Das zeigt sich seit Jahren in immer gleichen Mustern: bei den G20-Krawallen in Hamburg, als ganze Straßenzüge brannten und Hunderte Polizisten verletzt wurden (2); bei Anschlägen auf die Strom- und Energieinfrastruktur – etwa in Berlin mit zehntausenden Betroffenen und realen Gefahren für Krankenhäuser, Verkehr und öffentliche Sicherheit (3); bei der sogenannten „Hammerbande“, wo gezielt auf Menschen mit Hämmern und Teleskopschlagstöcken eingeschlagen wurde (1); den „Free-Lina“-Krawallen und dem Verbot der „Tag X“-Demo in Leipzig (4), den ritualisierten 1.-Mai-Ausschreitungen (5); und bei Angriffen auf Bauunternehmen und Baustellen in Leipzig (6), bei denen Mittelstand, Arbeitsplätze und Eigentum zur Zielscheibe ideologischer Gewalt werden.
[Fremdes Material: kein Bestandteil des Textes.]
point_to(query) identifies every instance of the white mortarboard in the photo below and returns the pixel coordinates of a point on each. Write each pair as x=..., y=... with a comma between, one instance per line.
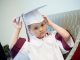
x=33, y=16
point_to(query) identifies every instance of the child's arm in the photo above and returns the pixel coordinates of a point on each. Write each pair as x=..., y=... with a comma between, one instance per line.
x=18, y=26
x=59, y=29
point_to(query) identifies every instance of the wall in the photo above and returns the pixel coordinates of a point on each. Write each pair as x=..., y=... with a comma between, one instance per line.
x=9, y=9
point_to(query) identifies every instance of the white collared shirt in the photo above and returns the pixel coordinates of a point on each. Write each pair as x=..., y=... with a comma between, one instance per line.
x=47, y=48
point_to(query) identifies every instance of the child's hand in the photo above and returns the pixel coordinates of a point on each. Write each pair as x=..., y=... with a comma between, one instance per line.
x=17, y=24
x=48, y=20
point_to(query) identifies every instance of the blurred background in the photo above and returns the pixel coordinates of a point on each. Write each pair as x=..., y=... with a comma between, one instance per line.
x=9, y=9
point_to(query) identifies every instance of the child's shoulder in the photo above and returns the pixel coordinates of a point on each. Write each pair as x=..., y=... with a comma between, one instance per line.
x=53, y=32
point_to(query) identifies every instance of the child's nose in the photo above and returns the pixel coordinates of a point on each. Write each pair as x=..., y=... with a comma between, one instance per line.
x=41, y=29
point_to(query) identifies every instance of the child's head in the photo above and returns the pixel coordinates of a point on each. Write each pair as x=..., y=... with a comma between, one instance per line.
x=38, y=29
x=35, y=22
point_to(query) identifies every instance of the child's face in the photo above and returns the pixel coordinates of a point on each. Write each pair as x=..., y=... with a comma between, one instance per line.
x=39, y=29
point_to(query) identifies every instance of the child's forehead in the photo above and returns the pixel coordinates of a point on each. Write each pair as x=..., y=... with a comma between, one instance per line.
x=36, y=24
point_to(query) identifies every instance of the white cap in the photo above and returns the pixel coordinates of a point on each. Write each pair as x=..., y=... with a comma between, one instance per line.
x=33, y=16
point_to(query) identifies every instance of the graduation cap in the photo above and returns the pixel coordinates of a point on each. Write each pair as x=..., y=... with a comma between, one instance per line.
x=34, y=16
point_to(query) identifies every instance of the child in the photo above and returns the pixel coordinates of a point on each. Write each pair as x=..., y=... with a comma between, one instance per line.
x=40, y=45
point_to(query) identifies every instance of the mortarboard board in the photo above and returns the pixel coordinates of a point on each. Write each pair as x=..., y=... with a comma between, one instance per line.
x=34, y=16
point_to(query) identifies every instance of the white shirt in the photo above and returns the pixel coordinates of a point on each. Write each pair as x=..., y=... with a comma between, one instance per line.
x=47, y=48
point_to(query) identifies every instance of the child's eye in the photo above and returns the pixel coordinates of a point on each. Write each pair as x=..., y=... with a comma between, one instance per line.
x=35, y=28
x=42, y=24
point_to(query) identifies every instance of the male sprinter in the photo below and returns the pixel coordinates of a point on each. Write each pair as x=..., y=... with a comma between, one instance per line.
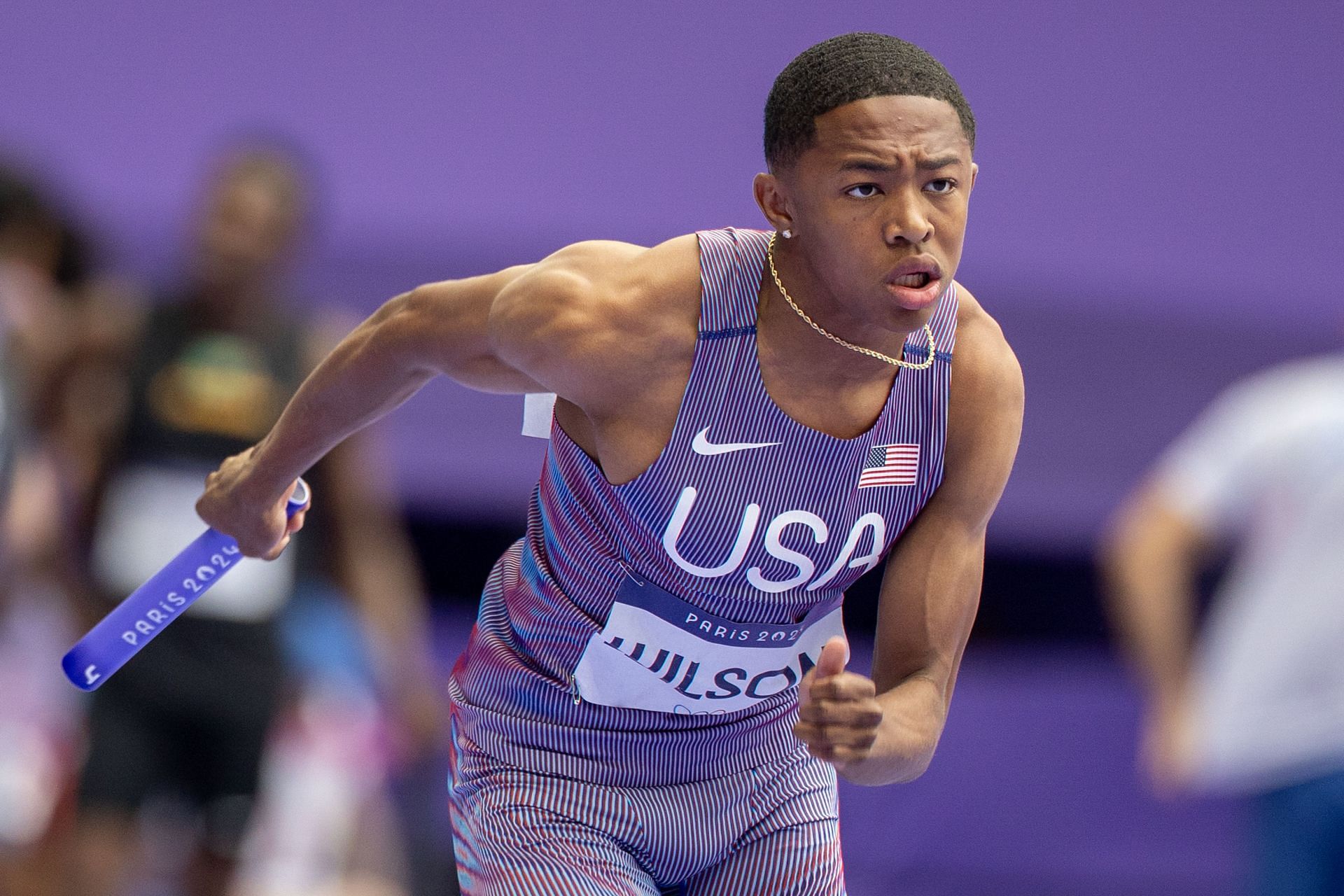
x=654, y=697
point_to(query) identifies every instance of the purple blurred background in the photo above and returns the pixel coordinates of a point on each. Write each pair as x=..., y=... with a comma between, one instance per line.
x=1158, y=209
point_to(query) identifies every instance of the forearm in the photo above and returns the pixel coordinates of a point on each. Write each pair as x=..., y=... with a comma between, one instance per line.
x=1151, y=562
x=913, y=715
x=368, y=375
x=1152, y=599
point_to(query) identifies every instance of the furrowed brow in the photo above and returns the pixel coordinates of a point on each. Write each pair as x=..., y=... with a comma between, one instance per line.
x=882, y=168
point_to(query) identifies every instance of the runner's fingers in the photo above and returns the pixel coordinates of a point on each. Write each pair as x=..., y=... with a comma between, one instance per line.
x=832, y=736
x=847, y=685
x=859, y=713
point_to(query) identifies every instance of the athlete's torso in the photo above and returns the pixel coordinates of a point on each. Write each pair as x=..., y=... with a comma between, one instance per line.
x=655, y=630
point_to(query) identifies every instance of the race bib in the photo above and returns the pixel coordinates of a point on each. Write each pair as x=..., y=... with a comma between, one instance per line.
x=657, y=652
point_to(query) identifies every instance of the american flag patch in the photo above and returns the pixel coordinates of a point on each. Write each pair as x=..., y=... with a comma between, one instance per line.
x=890, y=465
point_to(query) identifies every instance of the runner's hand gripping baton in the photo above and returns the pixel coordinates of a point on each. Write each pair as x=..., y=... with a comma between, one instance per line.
x=140, y=617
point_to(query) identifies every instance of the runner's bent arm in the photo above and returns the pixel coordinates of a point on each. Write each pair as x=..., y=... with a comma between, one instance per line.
x=542, y=327
x=930, y=589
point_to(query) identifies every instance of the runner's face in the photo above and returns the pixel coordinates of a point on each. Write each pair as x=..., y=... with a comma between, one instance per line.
x=879, y=206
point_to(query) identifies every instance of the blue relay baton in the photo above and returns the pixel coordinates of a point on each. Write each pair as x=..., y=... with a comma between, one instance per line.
x=152, y=606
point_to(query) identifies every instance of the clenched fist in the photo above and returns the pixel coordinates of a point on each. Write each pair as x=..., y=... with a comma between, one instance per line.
x=838, y=710
x=255, y=517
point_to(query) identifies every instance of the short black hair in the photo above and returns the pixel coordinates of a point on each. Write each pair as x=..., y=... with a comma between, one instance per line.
x=844, y=69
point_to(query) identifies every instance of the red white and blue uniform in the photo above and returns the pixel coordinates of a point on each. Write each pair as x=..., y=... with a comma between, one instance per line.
x=647, y=638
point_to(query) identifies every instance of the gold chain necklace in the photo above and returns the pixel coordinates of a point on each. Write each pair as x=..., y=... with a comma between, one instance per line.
x=894, y=362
Hinzu kommt der Brandanschlag auf das Jagdschloss der Fürstin von Thurn und Taxis (7) – ein Angriff auf Kulturgut, der die Skrupellosigkeit dieser Szene offenlegt.
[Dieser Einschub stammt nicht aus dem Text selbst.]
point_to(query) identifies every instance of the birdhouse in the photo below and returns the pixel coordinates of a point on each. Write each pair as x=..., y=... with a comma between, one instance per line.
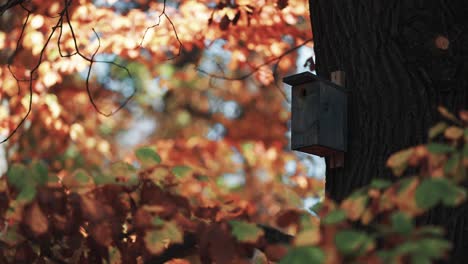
x=319, y=114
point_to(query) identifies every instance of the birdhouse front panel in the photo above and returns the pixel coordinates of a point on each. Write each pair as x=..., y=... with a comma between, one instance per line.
x=319, y=115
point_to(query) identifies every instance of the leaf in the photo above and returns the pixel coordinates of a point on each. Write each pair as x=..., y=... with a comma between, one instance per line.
x=430, y=230
x=77, y=180
x=36, y=220
x=380, y=183
x=452, y=164
x=11, y=236
x=354, y=206
x=316, y=208
x=159, y=239
x=114, y=255
x=399, y=161
x=180, y=171
x=302, y=255
x=401, y=223
x=453, y=133
x=17, y=176
x=308, y=237
x=334, y=217
x=123, y=173
x=351, y=242
x=245, y=232
x=437, y=129
x=427, y=194
x=438, y=148
x=147, y=156
x=27, y=194
x=224, y=23
x=432, y=191
x=282, y=4
x=41, y=174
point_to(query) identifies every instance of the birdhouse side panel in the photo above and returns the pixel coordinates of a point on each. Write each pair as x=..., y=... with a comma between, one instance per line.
x=305, y=115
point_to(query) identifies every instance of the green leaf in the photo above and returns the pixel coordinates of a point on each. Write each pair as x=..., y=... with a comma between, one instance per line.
x=427, y=194
x=452, y=164
x=303, y=255
x=437, y=129
x=399, y=161
x=27, y=194
x=147, y=156
x=245, y=232
x=180, y=171
x=432, y=191
x=401, y=223
x=350, y=242
x=438, y=148
x=419, y=259
x=157, y=240
x=78, y=180
x=380, y=183
x=123, y=173
x=17, y=176
x=334, y=217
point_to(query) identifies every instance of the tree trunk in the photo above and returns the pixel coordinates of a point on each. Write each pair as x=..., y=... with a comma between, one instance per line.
x=402, y=58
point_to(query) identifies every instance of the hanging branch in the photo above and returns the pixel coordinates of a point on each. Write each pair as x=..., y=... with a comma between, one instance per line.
x=255, y=68
x=163, y=13
x=63, y=14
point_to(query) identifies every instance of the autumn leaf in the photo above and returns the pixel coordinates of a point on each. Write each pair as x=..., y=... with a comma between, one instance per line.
x=399, y=161
x=300, y=255
x=36, y=220
x=351, y=242
x=79, y=180
x=354, y=206
x=115, y=257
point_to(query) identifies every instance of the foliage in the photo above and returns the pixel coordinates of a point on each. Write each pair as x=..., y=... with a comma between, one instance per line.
x=75, y=193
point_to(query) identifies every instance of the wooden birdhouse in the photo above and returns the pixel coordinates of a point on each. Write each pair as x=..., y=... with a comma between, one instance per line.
x=319, y=115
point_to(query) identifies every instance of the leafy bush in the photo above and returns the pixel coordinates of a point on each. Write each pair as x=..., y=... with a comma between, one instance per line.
x=136, y=212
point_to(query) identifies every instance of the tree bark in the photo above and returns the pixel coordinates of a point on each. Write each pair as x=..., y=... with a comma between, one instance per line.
x=402, y=59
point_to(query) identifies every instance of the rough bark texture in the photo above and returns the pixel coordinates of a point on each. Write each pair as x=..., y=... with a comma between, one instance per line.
x=399, y=69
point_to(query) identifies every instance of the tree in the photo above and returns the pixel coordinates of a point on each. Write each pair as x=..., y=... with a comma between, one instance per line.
x=402, y=59
x=76, y=191
x=142, y=131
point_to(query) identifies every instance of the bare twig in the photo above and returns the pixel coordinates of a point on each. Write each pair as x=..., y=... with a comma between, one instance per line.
x=163, y=13
x=63, y=14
Parallel erleben wir immer wieder pro-palästinensische Demonstrationen, die in offen antisemitische Parolen kippen und in denen Antifa-Blöcke mitlaufen (8) – diese Allianz der Straßenmilitanz ist mit demokratischer Kultur unvereinbar.

Angriffe auf demokratische Parteien

Besonders im Fokus stehen demokratische Parteien und ihre Vertreter. Die AfD ist seit Jahren Hauptziel politisch motivierter Übergriffe: abgefackelte Büros und Fahrzeuge, attackierte Wahlstände, eingeschlagene Scheiben, körperliche Angriffe auf Mitglieder.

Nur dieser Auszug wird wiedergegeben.